Looked it up with quotes and the first update in the first search result:
Update 2011-12-26
Someone has turned Suicide Linux into a genuine Debian package. Good show!
:(
KISS
it's just a single bash script and a repository containing package definitions to compile them from source.
Basically LFS on drugs.
most obscure and to me coolest but unfortunately not very active https://sourcemage.org/
I'm gonna go with Tom's Root Boot. Or maybe the father of all live distros, Knoppix.
Jarro Negro. Made by Mexican students. And as far as I know, it's independent, not based on another distro.
Well I don’t hear much about Gentoo, Damn Small, Puppy or Knoppix anymore. Wonder if they still exist.
I haven’t done much disto hopping since I settled on Ubuntu around ‘08 and then on NixOS last year. I like my systems working when I need them and waiting around for a new install to finish is boring to me.
Gentoo still exists 🙂
Gentoo still exists. Damn Small was dead for a decade but has risen again recently. Puppy is alive and well. Knoppix is still alive, but the last downloadable release is almost 4 years old.
Limiting to those I have used daily and treated as Linux (used the terminal for example) probably Maemo. I used to carry my Nokia Internet Tablet 770, and then my N800 everywhere with me.
Maemo is also an ancestor of both Tizen and Sailfish OS
I imagine there was a time when this wasn't obscure, but I'm guessing people today don't remember Caldera OpenLinux. That was the first Linux distro I installed/used. A guy from church gave his copy.
Caldera eventually became SCO. But I'm pretty sure I was using Caldera OpenLinux before the whole Novell patent suit thing.
Sabayon Linux. I'm not sure if it's still releasing updates, the main website is dead. It was based on Gentoo and later funtoo, but had a package manager of precompiled binaries. You could still use emerge if you wanted to. Definitely a weird and interesting distro
Blend OS is trying to do the declarative nixos thing but with an arch base. That's pretty cool.

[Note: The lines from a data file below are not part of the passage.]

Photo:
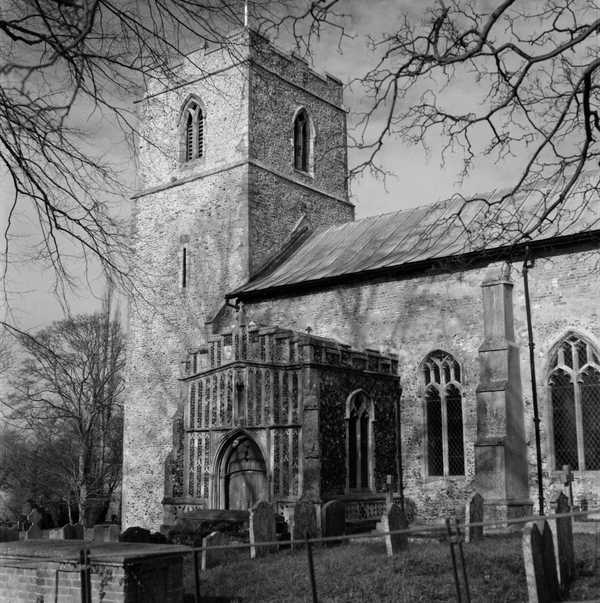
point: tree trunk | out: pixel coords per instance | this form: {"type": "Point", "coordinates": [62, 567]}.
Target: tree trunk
{"type": "Point", "coordinates": [82, 501]}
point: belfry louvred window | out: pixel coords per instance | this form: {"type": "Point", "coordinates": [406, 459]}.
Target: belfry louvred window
{"type": "Point", "coordinates": [193, 132]}
{"type": "Point", "coordinates": [443, 411]}
{"type": "Point", "coordinates": [574, 391]}
{"type": "Point", "coordinates": [301, 141]}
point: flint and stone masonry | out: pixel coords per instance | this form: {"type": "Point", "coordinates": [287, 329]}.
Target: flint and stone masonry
{"type": "Point", "coordinates": [197, 414]}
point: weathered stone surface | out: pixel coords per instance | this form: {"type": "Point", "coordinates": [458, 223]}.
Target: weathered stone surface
{"type": "Point", "coordinates": [55, 534]}
{"type": "Point", "coordinates": [262, 529]}
{"type": "Point", "coordinates": [73, 531]}
{"type": "Point", "coordinates": [9, 534]}
{"type": "Point", "coordinates": [333, 520]}
{"type": "Point", "coordinates": [540, 563]}
{"type": "Point", "coordinates": [212, 557]}
{"type": "Point", "coordinates": [232, 209]}
{"type": "Point", "coordinates": [107, 532]}
{"type": "Point", "coordinates": [135, 534]}
{"type": "Point", "coordinates": [34, 533]}
{"type": "Point", "coordinates": [393, 519]}
{"type": "Point", "coordinates": [474, 515]}
{"type": "Point", "coordinates": [563, 542]}
{"type": "Point", "coordinates": [304, 521]}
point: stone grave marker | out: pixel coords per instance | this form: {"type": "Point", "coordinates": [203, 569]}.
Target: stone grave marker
{"type": "Point", "coordinates": [475, 515]}
{"type": "Point", "coordinates": [34, 533]}
{"type": "Point", "coordinates": [106, 532]}
{"type": "Point", "coordinates": [304, 521]}
{"type": "Point", "coordinates": [540, 563]}
{"type": "Point", "coordinates": [333, 520]}
{"type": "Point", "coordinates": [73, 531]}
{"type": "Point", "coordinates": [210, 558]}
{"type": "Point", "coordinates": [55, 534]}
{"type": "Point", "coordinates": [563, 541]}
{"type": "Point", "coordinates": [135, 534]}
{"type": "Point", "coordinates": [9, 534]}
{"type": "Point", "coordinates": [262, 529]}
{"type": "Point", "coordinates": [393, 519]}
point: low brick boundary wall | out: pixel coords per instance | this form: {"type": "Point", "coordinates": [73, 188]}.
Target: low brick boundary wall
{"type": "Point", "coordinates": [119, 572]}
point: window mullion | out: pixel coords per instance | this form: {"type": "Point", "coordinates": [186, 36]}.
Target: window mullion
{"type": "Point", "coordinates": [444, 412]}
{"type": "Point", "coordinates": [578, 421]}
{"type": "Point", "coordinates": [358, 444]}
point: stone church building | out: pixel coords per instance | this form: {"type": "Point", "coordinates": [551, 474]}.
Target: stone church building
{"type": "Point", "coordinates": [281, 343]}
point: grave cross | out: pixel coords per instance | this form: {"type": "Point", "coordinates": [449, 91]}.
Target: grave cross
{"type": "Point", "coordinates": [388, 490]}
{"type": "Point", "coordinates": [568, 478]}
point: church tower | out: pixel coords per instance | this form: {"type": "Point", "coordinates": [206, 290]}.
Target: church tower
{"type": "Point", "coordinates": [246, 147]}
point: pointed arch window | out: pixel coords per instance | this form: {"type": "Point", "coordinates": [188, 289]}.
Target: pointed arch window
{"type": "Point", "coordinates": [574, 391]}
{"type": "Point", "coordinates": [302, 141]}
{"type": "Point", "coordinates": [441, 376]}
{"type": "Point", "coordinates": [192, 146]}
{"type": "Point", "coordinates": [359, 432]}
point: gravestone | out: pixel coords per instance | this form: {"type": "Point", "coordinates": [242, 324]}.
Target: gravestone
{"type": "Point", "coordinates": [304, 521]}
{"type": "Point", "coordinates": [565, 552]}
{"type": "Point", "coordinates": [394, 519]}
{"type": "Point", "coordinates": [34, 533]}
{"type": "Point", "coordinates": [475, 515]}
{"type": "Point", "coordinates": [333, 520]}
{"type": "Point", "coordinates": [106, 532]}
{"type": "Point", "coordinates": [540, 563]}
{"type": "Point", "coordinates": [55, 534]}
{"type": "Point", "coordinates": [262, 529]}
{"type": "Point", "coordinates": [73, 531]}
{"type": "Point", "coordinates": [135, 534]}
{"type": "Point", "coordinates": [9, 534]}
{"type": "Point", "coordinates": [210, 557]}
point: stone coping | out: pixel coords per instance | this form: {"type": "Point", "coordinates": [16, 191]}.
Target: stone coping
{"type": "Point", "coordinates": [107, 553]}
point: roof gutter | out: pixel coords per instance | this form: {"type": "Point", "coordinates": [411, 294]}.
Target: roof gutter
{"type": "Point", "coordinates": [468, 260]}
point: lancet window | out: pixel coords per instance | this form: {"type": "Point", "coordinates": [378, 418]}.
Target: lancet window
{"type": "Point", "coordinates": [359, 418]}
{"type": "Point", "coordinates": [574, 391]}
{"type": "Point", "coordinates": [441, 376]}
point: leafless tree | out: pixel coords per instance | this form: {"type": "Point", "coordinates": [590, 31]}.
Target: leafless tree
{"type": "Point", "coordinates": [68, 66]}
{"type": "Point", "coordinates": [506, 79]}
{"type": "Point", "coordinates": [65, 400]}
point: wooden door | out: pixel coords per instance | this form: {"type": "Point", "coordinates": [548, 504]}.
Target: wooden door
{"type": "Point", "coordinates": [245, 476]}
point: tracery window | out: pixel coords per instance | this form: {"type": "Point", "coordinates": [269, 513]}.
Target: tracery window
{"type": "Point", "coordinates": [302, 141]}
{"type": "Point", "coordinates": [359, 417]}
{"type": "Point", "coordinates": [443, 408]}
{"type": "Point", "coordinates": [574, 388]}
{"type": "Point", "coordinates": [192, 132]}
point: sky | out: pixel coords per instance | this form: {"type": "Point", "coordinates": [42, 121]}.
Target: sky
{"type": "Point", "coordinates": [417, 177]}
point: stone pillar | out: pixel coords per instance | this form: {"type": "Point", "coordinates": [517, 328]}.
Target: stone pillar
{"type": "Point", "coordinates": [310, 447]}
{"type": "Point", "coordinates": [501, 467]}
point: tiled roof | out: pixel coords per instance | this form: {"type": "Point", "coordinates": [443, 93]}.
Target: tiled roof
{"type": "Point", "coordinates": [445, 229]}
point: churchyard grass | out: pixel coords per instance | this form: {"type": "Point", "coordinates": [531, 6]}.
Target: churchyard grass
{"type": "Point", "coordinates": [362, 572]}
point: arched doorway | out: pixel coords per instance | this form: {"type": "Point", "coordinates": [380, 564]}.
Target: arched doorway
{"type": "Point", "coordinates": [245, 475]}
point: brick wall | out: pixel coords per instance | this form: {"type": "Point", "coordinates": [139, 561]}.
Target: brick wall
{"type": "Point", "coordinates": [30, 575]}
{"type": "Point", "coordinates": [230, 209]}
{"type": "Point", "coordinates": [415, 316]}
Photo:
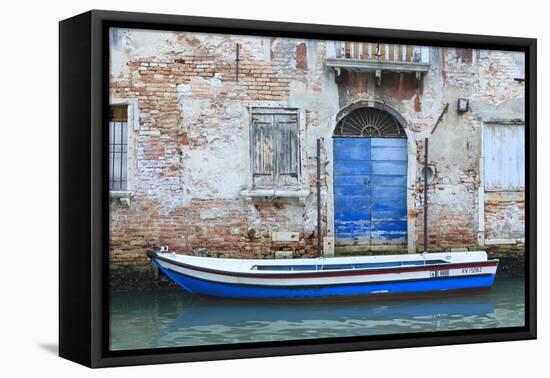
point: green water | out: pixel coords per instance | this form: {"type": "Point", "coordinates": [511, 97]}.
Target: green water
{"type": "Point", "coordinates": [170, 317]}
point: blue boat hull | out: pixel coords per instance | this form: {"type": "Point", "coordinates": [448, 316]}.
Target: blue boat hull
{"type": "Point", "coordinates": [397, 288]}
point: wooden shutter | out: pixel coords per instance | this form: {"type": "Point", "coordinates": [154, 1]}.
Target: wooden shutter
{"type": "Point", "coordinates": [504, 155]}
{"type": "Point", "coordinates": [263, 150]}
{"type": "Point", "coordinates": [288, 151]}
{"type": "Point", "coordinates": [275, 148]}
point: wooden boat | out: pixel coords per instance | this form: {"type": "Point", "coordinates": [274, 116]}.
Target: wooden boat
{"type": "Point", "coordinates": [393, 275]}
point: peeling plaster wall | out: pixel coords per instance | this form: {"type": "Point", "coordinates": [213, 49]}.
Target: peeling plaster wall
{"type": "Point", "coordinates": [192, 151]}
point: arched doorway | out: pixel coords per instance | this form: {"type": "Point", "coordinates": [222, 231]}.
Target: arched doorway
{"type": "Point", "coordinates": [370, 181]}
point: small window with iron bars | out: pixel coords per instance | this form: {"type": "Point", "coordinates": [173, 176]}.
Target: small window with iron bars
{"type": "Point", "coordinates": [118, 147]}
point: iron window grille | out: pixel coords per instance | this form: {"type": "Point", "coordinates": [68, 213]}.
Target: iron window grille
{"type": "Point", "coordinates": [118, 147]}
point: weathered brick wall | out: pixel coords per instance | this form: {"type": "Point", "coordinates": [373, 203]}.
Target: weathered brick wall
{"type": "Point", "coordinates": [191, 160]}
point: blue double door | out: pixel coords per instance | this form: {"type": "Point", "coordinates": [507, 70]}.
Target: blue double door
{"type": "Point", "coordinates": [370, 199]}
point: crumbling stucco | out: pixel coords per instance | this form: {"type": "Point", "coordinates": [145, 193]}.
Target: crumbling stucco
{"type": "Point", "coordinates": [191, 159]}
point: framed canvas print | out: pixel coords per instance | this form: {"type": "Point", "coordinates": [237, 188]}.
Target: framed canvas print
{"type": "Point", "coordinates": [234, 188]}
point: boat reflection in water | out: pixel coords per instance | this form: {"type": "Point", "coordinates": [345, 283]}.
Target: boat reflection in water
{"type": "Point", "coordinates": [214, 321]}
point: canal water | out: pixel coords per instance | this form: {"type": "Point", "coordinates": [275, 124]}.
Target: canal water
{"type": "Point", "coordinates": [170, 317]}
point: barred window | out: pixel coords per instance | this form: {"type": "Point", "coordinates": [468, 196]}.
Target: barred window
{"type": "Point", "coordinates": [275, 148]}
{"type": "Point", "coordinates": [118, 147]}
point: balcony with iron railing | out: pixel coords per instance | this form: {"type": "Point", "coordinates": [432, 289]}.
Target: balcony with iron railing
{"type": "Point", "coordinates": [373, 57]}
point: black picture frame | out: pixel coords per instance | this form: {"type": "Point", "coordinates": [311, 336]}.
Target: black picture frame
{"type": "Point", "coordinates": [83, 198]}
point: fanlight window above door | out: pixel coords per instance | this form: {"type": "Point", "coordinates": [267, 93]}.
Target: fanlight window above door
{"type": "Point", "coordinates": [369, 122]}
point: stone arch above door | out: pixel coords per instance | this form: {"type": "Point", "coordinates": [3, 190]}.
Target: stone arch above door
{"type": "Point", "coordinates": [384, 122]}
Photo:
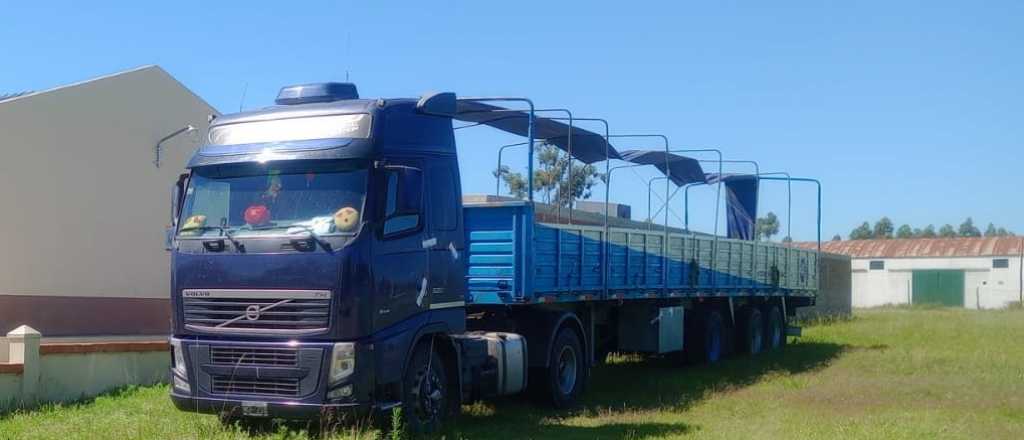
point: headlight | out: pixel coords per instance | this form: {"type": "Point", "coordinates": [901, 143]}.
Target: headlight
{"type": "Point", "coordinates": [179, 377]}
{"type": "Point", "coordinates": [342, 361]}
{"type": "Point", "coordinates": [178, 358]}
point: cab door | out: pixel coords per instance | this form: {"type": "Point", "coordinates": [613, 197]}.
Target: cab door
{"type": "Point", "coordinates": [445, 239]}
{"type": "Point", "coordinates": [401, 260]}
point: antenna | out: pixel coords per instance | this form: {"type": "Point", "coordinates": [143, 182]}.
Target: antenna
{"type": "Point", "coordinates": [348, 53]}
{"type": "Point", "coordinates": [242, 101]}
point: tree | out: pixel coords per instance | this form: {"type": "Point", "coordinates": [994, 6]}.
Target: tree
{"type": "Point", "coordinates": [884, 228]}
{"type": "Point", "coordinates": [861, 232]}
{"type": "Point", "coordinates": [990, 230]}
{"type": "Point", "coordinates": [552, 178]}
{"type": "Point", "coordinates": [766, 226]}
{"type": "Point", "coordinates": [514, 181]}
{"type": "Point", "coordinates": [969, 229]}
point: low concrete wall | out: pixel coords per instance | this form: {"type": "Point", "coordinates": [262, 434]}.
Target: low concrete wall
{"type": "Point", "coordinates": [69, 371]}
{"type": "Point", "coordinates": [10, 387]}
{"type": "Point", "coordinates": [835, 289]}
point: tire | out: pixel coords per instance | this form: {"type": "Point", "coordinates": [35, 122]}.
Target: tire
{"type": "Point", "coordinates": [568, 370]}
{"type": "Point", "coordinates": [774, 327]}
{"type": "Point", "coordinates": [752, 332]}
{"type": "Point", "coordinates": [425, 392]}
{"type": "Point", "coordinates": [707, 341]}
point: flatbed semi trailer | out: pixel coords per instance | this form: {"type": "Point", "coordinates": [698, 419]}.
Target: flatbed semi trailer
{"type": "Point", "coordinates": [324, 261]}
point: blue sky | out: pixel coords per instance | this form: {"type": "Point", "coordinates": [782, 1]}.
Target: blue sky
{"type": "Point", "coordinates": [909, 110]}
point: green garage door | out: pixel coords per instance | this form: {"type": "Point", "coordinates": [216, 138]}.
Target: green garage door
{"type": "Point", "coordinates": [939, 287]}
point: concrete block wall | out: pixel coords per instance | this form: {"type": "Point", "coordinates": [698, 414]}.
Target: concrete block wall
{"type": "Point", "coordinates": [36, 372]}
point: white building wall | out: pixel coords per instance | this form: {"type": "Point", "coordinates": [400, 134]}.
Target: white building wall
{"type": "Point", "coordinates": [984, 287]}
{"type": "Point", "coordinates": [83, 205]}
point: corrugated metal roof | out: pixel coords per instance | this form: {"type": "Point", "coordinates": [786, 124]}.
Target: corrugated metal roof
{"type": "Point", "coordinates": [908, 248]}
{"type": "Point", "coordinates": [5, 96]}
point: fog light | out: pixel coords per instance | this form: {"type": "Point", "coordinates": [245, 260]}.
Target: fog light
{"type": "Point", "coordinates": [342, 361]}
{"type": "Point", "coordinates": [181, 384]}
{"type": "Point", "coordinates": [341, 392]}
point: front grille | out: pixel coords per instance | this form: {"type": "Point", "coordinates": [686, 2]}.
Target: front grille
{"type": "Point", "coordinates": [254, 356]}
{"type": "Point", "coordinates": [266, 387]}
{"type": "Point", "coordinates": [282, 312]}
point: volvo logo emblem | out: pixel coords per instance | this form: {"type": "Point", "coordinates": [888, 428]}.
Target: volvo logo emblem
{"type": "Point", "coordinates": [252, 312]}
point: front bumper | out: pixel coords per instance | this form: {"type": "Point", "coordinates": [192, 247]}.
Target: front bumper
{"type": "Point", "coordinates": [215, 387]}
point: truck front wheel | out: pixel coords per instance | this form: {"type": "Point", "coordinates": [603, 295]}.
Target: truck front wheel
{"type": "Point", "coordinates": [425, 403]}
{"type": "Point", "coordinates": [568, 369]}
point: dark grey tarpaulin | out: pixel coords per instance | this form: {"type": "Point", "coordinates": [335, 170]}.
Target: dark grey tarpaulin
{"type": "Point", "coordinates": [740, 203]}
{"type": "Point", "coordinates": [684, 170]}
{"type": "Point", "coordinates": [587, 145]}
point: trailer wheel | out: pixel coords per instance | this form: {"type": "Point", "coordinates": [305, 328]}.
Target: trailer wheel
{"type": "Point", "coordinates": [567, 371]}
{"type": "Point", "coordinates": [707, 341]}
{"type": "Point", "coordinates": [425, 403]}
{"type": "Point", "coordinates": [774, 327]}
{"type": "Point", "coordinates": [752, 332]}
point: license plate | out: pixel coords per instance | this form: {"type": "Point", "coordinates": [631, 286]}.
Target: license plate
{"type": "Point", "coordinates": [255, 409]}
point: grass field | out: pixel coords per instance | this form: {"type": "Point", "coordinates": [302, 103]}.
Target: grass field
{"type": "Point", "coordinates": [886, 374]}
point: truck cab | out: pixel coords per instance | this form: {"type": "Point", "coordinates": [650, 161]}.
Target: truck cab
{"type": "Point", "coordinates": [313, 247]}
{"type": "Point", "coordinates": [324, 260]}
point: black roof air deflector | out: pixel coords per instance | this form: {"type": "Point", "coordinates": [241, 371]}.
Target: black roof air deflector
{"type": "Point", "coordinates": [588, 146]}
{"type": "Point", "coordinates": [683, 170]}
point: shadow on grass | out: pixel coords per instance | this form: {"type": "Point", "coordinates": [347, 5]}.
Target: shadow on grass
{"type": "Point", "coordinates": [634, 384]}
{"type": "Point", "coordinates": [14, 407]}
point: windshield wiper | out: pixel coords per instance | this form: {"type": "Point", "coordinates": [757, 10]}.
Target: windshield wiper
{"type": "Point", "coordinates": [312, 233]}
{"type": "Point", "coordinates": [223, 232]}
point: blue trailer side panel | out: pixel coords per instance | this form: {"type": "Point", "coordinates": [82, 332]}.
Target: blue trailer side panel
{"type": "Point", "coordinates": [513, 259]}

ClearOS was Intel's attempt at an immutable os. From what I remember it was really fast.
Edit: actually it clear Linux not clearOS. Edit: also clear Linux is stateless. I don't know, there's a lot about it I don't understand
There was a bunch of weird rebadged Ubuntu derivatives back in the day.
Ubuntu satanic edition. https://archiveos.org/ubuntu-satanic/
Ubuntu Christian edition. https://archiveos.org/ubuntu-christian/
Hannah Montana Linux https://hannahmontana.sourceforge.net/
The old PearOS(which looked like a meme-ish knockoff MacOS), UwUntu and Nyarch
Obscure as in "only for a very specific purpose and nothing else"?...
Well, there is the Mircrosoft linux distro for their azure cloud
I guess DD-WRT as distro for router is also kind of obscure. Or the more general openWRT for embedded systems.
I see no one has mentioned Bedrock Linux yet. Not sure though how others would rate its 'obscurity' though. It's definitely a standout among distros.
Jolicloud. I ran it on an old low-spec netbook in 2013ish, basically a ChromeOS before Chromebooks were a thing. It was discontinued in 2016 but great for the hardware while it lasted.